Galata Tower - Istanbul

The Galata Tower is one of Istanbul’s most famous landmarks, it dominates the landscape around Beyoğlu and the 10 Turkish lira entrance fee is well worth it as it offers breathtaking panoramic views of Istanbul. The Galata Tower is a nine storey building that is 66.9 meters tall and has walls that are 3.75 meters thick; there are two elevators that run to the top floor which contains a rather pricey restaurant. Once at the top you have to spend some time on the observation deck that runs around the tower.
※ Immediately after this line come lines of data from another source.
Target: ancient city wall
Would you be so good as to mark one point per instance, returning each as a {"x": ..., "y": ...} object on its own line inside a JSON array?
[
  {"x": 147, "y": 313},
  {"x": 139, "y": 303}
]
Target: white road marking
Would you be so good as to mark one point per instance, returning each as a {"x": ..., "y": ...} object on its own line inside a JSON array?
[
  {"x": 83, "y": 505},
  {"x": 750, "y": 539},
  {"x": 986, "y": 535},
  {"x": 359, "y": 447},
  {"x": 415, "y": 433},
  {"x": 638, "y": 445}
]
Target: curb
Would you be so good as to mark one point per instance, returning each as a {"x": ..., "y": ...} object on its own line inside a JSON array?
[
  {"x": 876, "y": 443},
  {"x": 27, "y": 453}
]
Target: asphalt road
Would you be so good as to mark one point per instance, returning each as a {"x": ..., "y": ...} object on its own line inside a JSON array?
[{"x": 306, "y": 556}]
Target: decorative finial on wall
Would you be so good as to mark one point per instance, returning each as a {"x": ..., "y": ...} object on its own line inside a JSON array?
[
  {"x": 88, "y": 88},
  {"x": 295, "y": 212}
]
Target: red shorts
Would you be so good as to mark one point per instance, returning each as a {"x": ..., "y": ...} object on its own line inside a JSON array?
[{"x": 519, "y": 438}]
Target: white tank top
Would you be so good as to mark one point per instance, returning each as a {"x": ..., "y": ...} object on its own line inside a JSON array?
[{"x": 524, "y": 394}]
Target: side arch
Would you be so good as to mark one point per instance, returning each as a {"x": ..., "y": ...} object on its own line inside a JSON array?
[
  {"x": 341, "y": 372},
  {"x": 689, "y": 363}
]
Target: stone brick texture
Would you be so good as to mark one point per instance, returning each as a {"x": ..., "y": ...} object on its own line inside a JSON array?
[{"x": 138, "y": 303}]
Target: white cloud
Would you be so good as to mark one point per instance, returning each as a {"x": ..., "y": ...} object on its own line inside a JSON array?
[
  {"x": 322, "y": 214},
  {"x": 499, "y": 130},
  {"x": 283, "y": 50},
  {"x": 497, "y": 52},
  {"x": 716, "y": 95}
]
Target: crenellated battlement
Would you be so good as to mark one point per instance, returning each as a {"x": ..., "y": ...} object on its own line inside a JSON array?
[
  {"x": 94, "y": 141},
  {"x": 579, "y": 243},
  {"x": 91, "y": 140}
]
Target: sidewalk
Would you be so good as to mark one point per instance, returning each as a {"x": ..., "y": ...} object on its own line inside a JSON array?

For the more adventurous it’s well worth walking back down the narrow stone stairs which snake their way around the building and offer some interesting peephole views both inside of and outside of the tower.


The Galata Tower was built by the Genoese in 1348 when this part of Istanbul was still a Genoese trading colony.
Originally it was called The Tower of Christ (Christea Turris) and was part of the fortifications protecting the Genoese citadel. The tower has had many uses over the years including being used as a prison, observatory, fire lookout and the launch point for the 17th century birdman Hezârfen Ahmed Çelebi who apparently achieved the first inter-continental flight (1630-1632) by jumping from the top of the tower wearing some artificial wings and gliding from the European side to the Asian side. Ironically in 1835 when the tower was being used as a fire lookout the Tower itself caught fire. The Tower was not completely restored until the 1960’s when it was commercialised and opened as a tourist attraction.